Work the Shell - Still Parsing the Twitter Stream
Last month, you'll hopefully remember that we took the big step in our Twitter stream parsing program of actually having it parse the incoming messages and strip out quotes and other HTML noise. I also republished the send-tweet script too, which we'll use this month.
The biggest challenge we face with the tweet-parser is knowing what messages we've already answered and which are new since the last time the program was run. The solution? To go back and tweak the original script a bit. It turns out that each and every tweet has a unique ID value, as you can see here:
<id>2541771</id>
You'll recall that early in the script we have this grep command:
grep -E '(<screen_name>|<text>)' | \
Simple enough. We'll tweak it to include |<id> and grab that value too. Except, of course, it's not that simple. It turns out that two <id> strings show up in the XML data from Twitter: one that's the ID of the account sending the message, and another that's the ID of the message itself—both conveniently labeled the same. Ugh!

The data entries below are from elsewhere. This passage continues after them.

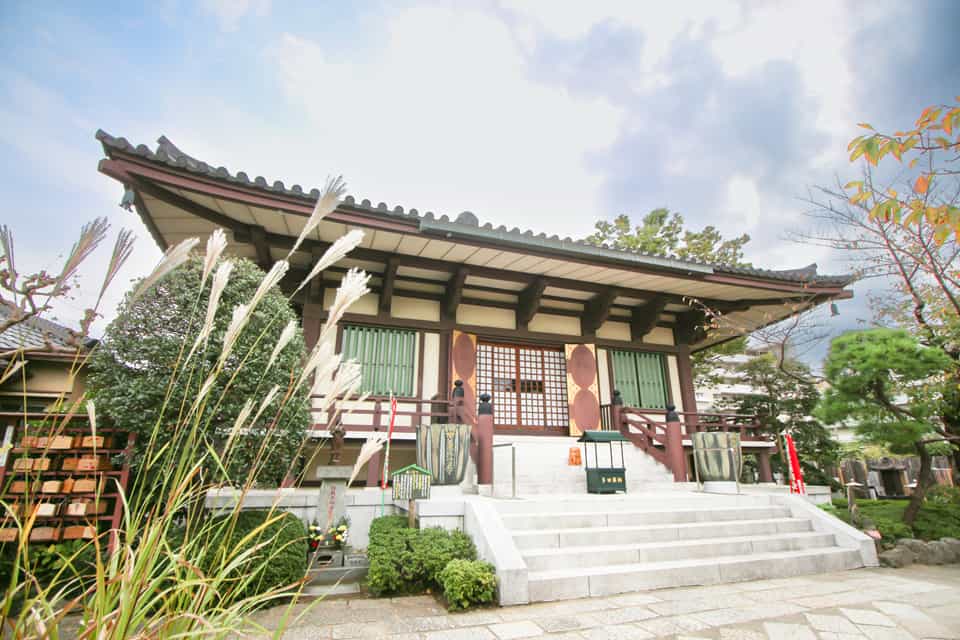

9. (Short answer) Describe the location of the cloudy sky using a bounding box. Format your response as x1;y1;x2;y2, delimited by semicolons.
0;0;960;364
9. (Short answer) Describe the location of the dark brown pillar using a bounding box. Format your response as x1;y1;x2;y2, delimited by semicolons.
474;393;493;484
677;344;697;433
757;449;773;482
665;404;687;482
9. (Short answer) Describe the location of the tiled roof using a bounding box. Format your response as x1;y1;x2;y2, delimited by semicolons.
0;303;93;351
96;129;855;286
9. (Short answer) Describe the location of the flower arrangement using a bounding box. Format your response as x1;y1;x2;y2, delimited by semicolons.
309;517;350;551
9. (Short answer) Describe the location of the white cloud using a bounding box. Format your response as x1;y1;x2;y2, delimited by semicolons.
201;0;271;31
269;8;623;236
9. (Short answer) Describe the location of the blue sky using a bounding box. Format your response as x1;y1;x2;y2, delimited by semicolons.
0;0;960;364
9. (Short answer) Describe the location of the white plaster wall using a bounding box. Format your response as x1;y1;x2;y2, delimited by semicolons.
323;289;380;316
390;296;440;322
597;349;610;404
597;320;630;342
643;327;673;345
527;313;580;336
422;332;440;398
457;304;517;329
667;355;684;412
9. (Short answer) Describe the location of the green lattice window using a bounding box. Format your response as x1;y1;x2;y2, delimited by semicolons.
610;351;668;409
342;325;417;397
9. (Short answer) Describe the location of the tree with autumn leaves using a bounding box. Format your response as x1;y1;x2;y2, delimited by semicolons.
844;96;960;243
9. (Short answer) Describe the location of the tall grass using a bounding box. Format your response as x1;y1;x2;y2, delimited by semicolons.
0;180;368;640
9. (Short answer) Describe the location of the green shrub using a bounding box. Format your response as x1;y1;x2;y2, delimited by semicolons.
184;509;308;602
367;516;477;596
440;560;497;611
370;516;407;544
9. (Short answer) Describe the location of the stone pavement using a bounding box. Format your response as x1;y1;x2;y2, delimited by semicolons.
259;565;960;640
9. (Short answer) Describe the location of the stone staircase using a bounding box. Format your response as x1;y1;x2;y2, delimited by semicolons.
497;492;863;602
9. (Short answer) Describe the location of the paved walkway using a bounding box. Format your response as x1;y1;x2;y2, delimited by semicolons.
253;565;960;640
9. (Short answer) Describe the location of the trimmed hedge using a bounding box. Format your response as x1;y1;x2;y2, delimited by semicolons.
170;509;308;602
829;498;960;546
367;516;477;596
440;560;497;611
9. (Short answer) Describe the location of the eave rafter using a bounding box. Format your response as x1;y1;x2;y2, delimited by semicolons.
517;277;547;329
630;295;670;341
580;287;618;336
118;174;838;336
379;258;399;313
673;309;709;345
440;267;468;320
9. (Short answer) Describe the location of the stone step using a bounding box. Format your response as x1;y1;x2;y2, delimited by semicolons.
503;505;790;531
496;491;771;515
522;531;836;571
512;518;812;550
528;547;862;602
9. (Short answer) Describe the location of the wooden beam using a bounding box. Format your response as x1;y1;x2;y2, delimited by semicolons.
250;225;273;271
630;295;669;342
310;247;325;306
517;278;547;329
580;287;619;336
380;258;398;313
440;267;467;320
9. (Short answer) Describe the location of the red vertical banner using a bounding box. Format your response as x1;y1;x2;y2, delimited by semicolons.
783;433;807;495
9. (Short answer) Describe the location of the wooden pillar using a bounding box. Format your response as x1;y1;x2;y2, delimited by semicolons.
677;344;697;434
757;449;773;482
610;389;630;435
665;404;687;482
367;451;383;487
474;393;493;485
302;301;324;351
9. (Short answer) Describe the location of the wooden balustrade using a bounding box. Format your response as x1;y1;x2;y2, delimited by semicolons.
311;395;456;433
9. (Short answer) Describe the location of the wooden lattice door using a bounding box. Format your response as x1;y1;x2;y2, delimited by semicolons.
477;342;570;434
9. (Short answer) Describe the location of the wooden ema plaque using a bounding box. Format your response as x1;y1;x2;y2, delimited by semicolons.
0;414;135;548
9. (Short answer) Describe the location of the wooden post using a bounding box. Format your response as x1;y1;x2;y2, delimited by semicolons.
677;345;697;435
666;404;687;482
474;393;493;485
757;449;773;482
610;389;630;434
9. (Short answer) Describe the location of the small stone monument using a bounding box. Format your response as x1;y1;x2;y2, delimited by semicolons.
316;466;353;529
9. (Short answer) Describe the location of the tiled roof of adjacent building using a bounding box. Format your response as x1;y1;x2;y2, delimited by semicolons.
0;302;94;351
96;129;856;287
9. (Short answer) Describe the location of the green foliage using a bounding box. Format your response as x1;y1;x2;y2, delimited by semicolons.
439;560;497;611
926;484;960;505
0;540;96;610
184;509;308;601
817;329;953;454
87;258;310;486
721;353;840;472
913;502;960;540
367;516;477;596
833;499;960;545
586;209;750;266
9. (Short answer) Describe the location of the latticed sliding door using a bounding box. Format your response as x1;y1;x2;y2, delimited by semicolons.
610;351;667;409
477;342;570;433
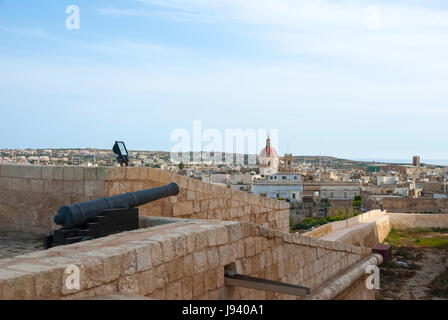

I can kvetch and wish Twitter would fix its XML to have USERID or similar, but what's the point? They have the same thing with the overloaded <created_at> tag too, so we're going to have to bite the bullet and accept that we are now grabbing four data fields from the XML feed, only three of which we care about.
Once we know that we're going to have four lines of output, cyclically, we simply can decide which of those are actually important and tweak them in the awk statement:
$curl -u "davetaylor:$pw" $inurl | \
grep -E '(<screen_name>|<text>|<id>)' | \
sed 's/@DaveTaylor //;s/ <text>//;s/<\/text>//' | \
sed 's/ *<screen_name>//;s/<\/screen_name>//' | \
sed 's/ *<id>//;s/<\/id>//' | \
awk '{ if (NR % 4 == 0) {
printf ("name=%s; ", $0) }
else if (NR % 4 == 1) {
printf("id=%s; ",$0) }
else if (NR % 4 == 2) {
print "msg=\"" $0 "\"" }
}' > $temp
That's a pretty complicated sequence, so let's look at the awk conditional statement a little closer. We have four input records (lines) that we're stepping through. The value of NR is the number of records processed so far. So if NR mod 4 equals 0, it's the first of the four records (lines). The first record is the name value.
Did you see that two lines have printf, and the third uses a simpler print statement? Since we want each set of variables on a separate line, we use the print statement, because it automatically appends a newline to the output. Of course, the same effect could be achieved by putting the newline as a format string passed to printf. Example output follows:
name=thattalldude; id=6507045947; msg="Rates?" name=KateC; id=6507034680; msg="hours" name=pbarbanes; id=6507033698; msg="thanks" name=jodie_nodes; id=6507022063; msg=" $$?" name=KateC; id=6507019757; msg="price" name=tarahn; id=6507008559; msg="impact" name=GaryH2UK; id=6507004771; msg="directions"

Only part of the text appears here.